GKE, on the other hand, is a production-grade managed Kubernetes platform. Here, nodes are not simulated—they are real virtual machines running on Google Cloud’s Compute Engine (GCE).

➤ 1. Each Node = One Compute Engine VM

  • When you create a GKE cluster, Google provisions a VM for each node.
  • You can choose the machine type, region, OS image (e.g., Container-Optimized OS or Ubuntu), and disk size.
  • These are fully functioning, isolated virtual machines, capable of running production workloads.

➤ 2. Control Plane Is Managed

  • The control plane (API server, scheduler, etc.) is hosted and managed by Google.
  • You don’t have to worry about setting it up or upgrading it.

🚀 GKE Autopilot Mode: Fully Managed Nodes

GKE also offers an Autopilot mode, where:

  • Google completely manages the node infrastructure.
  • You don’t see the VMs—only the Pods.
  • You are billed per Pod resource usage, not per node.
  • The nodes still exist under the hood, but they’re invisible to you.

Autopilot is ideal for developers who want to deploy applications without dealing with infrastructure details.

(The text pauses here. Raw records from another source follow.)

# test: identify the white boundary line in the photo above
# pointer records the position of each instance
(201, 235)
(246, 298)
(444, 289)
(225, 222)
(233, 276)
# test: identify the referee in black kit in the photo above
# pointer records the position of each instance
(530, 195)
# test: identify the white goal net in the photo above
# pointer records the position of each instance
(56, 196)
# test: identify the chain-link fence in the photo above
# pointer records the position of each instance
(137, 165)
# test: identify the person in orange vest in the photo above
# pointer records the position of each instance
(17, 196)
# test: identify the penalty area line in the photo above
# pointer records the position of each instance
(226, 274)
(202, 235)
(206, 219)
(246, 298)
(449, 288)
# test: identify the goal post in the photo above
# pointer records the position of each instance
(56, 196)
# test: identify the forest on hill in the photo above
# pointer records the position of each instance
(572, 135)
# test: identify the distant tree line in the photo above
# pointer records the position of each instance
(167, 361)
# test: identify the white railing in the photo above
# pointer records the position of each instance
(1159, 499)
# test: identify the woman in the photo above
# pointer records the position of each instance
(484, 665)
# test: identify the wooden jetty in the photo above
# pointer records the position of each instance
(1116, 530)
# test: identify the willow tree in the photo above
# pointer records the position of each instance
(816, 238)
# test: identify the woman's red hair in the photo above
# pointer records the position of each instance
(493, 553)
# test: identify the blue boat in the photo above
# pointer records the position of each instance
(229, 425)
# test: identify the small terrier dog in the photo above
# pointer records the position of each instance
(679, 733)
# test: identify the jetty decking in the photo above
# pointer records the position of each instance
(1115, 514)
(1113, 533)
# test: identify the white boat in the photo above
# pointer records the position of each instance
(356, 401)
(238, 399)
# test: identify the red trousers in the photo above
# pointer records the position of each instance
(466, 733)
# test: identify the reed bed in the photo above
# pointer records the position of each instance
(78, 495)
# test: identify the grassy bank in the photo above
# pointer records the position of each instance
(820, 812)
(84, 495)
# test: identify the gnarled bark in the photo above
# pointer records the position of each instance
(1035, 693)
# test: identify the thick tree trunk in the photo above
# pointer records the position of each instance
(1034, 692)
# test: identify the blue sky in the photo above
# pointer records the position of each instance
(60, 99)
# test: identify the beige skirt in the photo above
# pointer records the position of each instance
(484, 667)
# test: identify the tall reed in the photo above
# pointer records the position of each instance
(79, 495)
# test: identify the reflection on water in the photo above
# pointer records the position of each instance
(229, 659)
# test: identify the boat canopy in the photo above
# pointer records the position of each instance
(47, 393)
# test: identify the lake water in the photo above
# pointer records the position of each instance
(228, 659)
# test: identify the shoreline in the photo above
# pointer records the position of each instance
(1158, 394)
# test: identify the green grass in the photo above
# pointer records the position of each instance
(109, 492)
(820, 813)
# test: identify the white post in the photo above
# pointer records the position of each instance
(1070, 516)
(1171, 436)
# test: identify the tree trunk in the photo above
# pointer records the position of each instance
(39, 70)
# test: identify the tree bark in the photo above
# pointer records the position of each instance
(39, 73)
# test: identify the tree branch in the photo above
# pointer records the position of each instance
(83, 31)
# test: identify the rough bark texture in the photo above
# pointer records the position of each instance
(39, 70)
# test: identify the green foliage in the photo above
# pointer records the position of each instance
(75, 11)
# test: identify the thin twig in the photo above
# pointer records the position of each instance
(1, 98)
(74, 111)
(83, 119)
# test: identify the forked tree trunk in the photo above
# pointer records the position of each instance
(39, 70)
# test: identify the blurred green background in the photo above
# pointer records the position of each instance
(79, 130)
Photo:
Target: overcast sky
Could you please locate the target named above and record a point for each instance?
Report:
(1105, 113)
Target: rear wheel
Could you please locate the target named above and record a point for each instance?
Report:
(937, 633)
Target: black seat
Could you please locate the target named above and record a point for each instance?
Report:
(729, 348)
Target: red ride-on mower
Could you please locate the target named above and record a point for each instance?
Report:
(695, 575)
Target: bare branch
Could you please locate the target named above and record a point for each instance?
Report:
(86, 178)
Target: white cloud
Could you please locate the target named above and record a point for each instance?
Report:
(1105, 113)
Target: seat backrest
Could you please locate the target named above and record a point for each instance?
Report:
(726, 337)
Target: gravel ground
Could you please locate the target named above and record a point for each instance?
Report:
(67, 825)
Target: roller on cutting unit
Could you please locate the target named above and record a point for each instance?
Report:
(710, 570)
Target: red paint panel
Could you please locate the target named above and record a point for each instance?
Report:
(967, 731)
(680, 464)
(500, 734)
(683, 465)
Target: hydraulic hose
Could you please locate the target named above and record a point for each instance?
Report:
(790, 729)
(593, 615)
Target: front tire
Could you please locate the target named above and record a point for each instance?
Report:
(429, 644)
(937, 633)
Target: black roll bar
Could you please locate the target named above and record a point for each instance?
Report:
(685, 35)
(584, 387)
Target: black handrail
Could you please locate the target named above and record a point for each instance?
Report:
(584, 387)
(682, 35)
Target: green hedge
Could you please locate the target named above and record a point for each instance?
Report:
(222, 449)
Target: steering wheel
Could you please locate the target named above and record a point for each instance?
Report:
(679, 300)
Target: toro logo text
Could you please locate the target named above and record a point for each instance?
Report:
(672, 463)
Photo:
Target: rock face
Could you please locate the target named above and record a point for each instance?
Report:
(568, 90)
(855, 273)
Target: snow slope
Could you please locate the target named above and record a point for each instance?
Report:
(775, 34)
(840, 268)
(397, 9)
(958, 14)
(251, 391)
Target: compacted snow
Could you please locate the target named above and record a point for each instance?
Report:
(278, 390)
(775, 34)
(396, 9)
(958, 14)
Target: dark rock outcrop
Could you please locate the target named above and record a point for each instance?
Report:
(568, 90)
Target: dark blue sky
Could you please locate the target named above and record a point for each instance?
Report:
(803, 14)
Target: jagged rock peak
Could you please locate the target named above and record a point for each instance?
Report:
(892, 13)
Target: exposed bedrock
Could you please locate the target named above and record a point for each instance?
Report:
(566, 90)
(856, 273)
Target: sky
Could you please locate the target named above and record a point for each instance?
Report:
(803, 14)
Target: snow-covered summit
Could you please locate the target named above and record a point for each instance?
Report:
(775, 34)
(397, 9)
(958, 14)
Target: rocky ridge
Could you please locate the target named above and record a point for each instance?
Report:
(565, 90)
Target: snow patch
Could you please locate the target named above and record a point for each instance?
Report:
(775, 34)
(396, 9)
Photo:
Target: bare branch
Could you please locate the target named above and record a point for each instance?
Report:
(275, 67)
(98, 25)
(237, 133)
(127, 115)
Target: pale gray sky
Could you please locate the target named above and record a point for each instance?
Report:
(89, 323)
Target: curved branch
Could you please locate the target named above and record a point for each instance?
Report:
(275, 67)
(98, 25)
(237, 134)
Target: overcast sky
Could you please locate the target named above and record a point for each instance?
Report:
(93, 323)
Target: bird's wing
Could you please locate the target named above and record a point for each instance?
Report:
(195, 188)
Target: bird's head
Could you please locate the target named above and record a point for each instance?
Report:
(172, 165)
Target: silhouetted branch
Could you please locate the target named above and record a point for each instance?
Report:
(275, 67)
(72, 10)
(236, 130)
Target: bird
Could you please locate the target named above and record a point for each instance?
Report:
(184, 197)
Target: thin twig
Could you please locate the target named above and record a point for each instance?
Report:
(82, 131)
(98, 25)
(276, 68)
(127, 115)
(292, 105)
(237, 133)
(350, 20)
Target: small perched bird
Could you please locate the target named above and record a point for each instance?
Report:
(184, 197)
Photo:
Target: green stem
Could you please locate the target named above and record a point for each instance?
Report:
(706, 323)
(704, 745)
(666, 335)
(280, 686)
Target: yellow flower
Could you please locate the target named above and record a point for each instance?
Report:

🔍 Minikube vs. GKE: A Comparison

Feature Minikube GKE (Standard & Autopilot)
Node Type Simulated: Container or VM Real VMs (GCE instances)
Hosted On Your local machine Google Cloud Compute Engine
Control Plane Local, runs on your host Managed by Google
Suitable For Learning, local testing Production workloads
Performance Limited by your device hardware Scalable, distributed infrastructure
Resource Management You handle everything manually Google manages resources & autoscaling (optional)
OS on Nodes Lightweight Linux via kicbase COS (Container-Optimized OS) or Ubuntu

🧠 Final Thoughts

While both Minikube and GKE help you run Kubernetes clusters, their node architecture is vastly different:

  • Minikube is great for simulating multi-node clusters on your machine using containers or VMs.
  • GKE provisions real, cloud-hosted VMs for each node, giving you scalability, reliability, and full cloud integration.

If you’re learning or developing locally, Minikube is your friend. But when you’re ready to scale, secure, and go to production, GKE provides the real-deal Kubernetes infrastructure.